Наталия Лирон
Прикованная
© Лирон Н., 2024
© Оформление. ООО «Издательство «Эксмо», 2024
* * *
Часть 1
Глава 1
Закат догорает, золотясь пылью, я накидываю на плечи подаренную им шаль, становится прохладно.
– Принесу чай. – Он похлопывает меня по руке. – Тебе имбирный?
Я благодарно улыбаюсь:
– Да, пожалуйста.
Он быстро уходит и возвращается с двумя чашками и коробкой печенья.
Солнце высвечивает его светлые волосы розовым, выделяя стройную фигуру на фоне белого забора и резной зелени. Модная толстовка, укороченные джинсы. Молодой и красивый – и я жадно смотрю на эту яркость.
Пахнет тёплой травой, отцветшими яблонями и дальней грозой, я закрываю глаза, подставляя лицо лучам, стараясь надышаться вечерней росой.
И печенье рассыпчатое, и чай ароматный.
– Вкусно? – Он пододвигает ко мне коробку.
– Очень, спасибо. Ты когда приедешь? – Я вглядываюсь в черты его лица с тревогой и надеждой.
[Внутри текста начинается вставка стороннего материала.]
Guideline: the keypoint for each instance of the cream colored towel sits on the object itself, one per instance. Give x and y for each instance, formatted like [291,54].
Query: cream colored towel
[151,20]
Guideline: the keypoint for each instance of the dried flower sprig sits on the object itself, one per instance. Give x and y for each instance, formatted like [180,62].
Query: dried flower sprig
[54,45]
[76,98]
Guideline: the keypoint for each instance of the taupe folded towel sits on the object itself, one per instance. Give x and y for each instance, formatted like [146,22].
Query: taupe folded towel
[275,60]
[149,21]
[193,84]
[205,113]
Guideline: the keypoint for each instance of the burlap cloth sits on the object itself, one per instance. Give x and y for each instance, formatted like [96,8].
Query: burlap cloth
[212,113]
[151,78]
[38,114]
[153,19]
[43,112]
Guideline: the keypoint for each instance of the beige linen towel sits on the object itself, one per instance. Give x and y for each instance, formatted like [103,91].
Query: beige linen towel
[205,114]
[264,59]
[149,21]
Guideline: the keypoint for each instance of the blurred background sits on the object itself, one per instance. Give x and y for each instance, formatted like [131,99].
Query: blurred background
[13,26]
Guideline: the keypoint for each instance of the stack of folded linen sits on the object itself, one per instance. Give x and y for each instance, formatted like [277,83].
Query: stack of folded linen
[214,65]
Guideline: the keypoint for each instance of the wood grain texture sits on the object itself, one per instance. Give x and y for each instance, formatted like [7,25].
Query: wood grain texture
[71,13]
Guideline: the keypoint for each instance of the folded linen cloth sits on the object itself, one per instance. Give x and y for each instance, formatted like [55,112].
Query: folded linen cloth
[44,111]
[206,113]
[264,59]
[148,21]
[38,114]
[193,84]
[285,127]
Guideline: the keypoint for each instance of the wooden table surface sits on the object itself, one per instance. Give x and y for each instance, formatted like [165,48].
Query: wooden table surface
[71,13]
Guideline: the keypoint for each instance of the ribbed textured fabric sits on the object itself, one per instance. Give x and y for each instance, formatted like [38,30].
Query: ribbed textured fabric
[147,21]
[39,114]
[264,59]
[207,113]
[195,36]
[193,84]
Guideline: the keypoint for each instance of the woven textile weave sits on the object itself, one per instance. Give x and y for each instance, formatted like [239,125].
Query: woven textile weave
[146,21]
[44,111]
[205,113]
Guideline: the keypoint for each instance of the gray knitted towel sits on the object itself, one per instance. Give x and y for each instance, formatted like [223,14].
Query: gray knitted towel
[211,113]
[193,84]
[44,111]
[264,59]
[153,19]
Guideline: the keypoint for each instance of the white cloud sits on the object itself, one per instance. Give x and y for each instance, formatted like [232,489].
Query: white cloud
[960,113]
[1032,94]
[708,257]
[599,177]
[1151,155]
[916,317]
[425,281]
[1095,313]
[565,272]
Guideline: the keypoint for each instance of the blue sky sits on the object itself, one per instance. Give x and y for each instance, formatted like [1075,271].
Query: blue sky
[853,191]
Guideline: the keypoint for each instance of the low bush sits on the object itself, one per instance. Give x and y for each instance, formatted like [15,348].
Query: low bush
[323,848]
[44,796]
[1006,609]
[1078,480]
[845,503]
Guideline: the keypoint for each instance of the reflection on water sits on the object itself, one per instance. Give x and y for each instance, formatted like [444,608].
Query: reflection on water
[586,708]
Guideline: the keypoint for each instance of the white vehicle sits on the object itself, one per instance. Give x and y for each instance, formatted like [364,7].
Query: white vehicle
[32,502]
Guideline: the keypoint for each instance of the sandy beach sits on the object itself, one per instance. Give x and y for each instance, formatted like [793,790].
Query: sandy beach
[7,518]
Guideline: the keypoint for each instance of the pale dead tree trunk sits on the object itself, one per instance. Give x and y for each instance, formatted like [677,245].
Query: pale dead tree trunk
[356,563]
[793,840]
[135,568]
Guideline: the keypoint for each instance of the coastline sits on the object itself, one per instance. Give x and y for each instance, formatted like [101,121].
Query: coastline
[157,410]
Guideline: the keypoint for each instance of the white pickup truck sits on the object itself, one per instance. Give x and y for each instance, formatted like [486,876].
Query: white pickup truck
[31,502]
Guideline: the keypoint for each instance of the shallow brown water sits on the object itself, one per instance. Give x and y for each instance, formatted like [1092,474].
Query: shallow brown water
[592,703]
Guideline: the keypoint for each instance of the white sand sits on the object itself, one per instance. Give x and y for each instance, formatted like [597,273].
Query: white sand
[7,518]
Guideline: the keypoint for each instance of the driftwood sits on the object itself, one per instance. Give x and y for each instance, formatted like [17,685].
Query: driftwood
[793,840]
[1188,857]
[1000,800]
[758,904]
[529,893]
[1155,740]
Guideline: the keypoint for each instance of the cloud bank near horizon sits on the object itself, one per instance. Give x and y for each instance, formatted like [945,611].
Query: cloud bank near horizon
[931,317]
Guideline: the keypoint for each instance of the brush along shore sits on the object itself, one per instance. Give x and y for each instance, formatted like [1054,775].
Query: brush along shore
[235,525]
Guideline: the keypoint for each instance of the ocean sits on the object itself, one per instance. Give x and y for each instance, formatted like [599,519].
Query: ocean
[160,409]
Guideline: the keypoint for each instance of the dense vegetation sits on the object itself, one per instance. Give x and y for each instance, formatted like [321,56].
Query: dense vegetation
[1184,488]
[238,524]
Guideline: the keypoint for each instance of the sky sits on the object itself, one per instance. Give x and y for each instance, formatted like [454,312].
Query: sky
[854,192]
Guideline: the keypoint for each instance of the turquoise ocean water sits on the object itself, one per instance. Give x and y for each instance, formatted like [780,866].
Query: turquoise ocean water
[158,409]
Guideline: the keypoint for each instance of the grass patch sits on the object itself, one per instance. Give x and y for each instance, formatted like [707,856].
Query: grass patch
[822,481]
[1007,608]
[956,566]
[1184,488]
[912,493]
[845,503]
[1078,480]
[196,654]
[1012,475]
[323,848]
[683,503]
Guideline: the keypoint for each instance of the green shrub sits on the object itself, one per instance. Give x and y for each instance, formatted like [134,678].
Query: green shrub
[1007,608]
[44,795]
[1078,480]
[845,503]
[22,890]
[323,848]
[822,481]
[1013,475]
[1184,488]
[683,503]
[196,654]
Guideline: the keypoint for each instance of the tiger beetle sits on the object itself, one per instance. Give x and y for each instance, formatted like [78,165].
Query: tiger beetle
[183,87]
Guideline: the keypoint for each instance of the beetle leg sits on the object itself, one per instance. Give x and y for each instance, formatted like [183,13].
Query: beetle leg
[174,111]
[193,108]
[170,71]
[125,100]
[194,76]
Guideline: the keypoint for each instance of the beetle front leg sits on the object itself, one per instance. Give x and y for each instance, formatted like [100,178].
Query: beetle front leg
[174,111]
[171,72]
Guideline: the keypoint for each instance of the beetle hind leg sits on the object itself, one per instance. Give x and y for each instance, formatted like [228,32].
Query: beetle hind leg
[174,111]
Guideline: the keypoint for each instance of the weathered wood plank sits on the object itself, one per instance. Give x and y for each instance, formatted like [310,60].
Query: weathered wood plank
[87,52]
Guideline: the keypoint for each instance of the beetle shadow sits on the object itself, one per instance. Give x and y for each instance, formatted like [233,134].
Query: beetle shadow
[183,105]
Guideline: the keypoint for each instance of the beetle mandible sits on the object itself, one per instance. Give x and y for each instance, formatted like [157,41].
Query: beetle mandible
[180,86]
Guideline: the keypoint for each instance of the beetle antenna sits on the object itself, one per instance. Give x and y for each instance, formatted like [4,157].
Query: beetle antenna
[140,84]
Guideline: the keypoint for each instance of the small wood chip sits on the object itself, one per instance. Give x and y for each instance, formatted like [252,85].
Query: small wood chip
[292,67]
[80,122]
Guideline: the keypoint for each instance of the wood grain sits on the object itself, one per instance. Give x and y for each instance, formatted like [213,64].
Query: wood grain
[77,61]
– Только в конце недели. – Он грустно кивает. – Раньше не получится, извини, мам.
Через пару минут он встаёт, я тоже. Он открывает дверь, пропуская меня вперёд.
Цепь юркой змеёй ползёт по стриженой траве, втягиваясь обратно в дом. Я останавливаюсь посреди прихожей, где она крепится к железному диску, ожидая, когда он отстегнёт металлический браслет с правой щиколотки.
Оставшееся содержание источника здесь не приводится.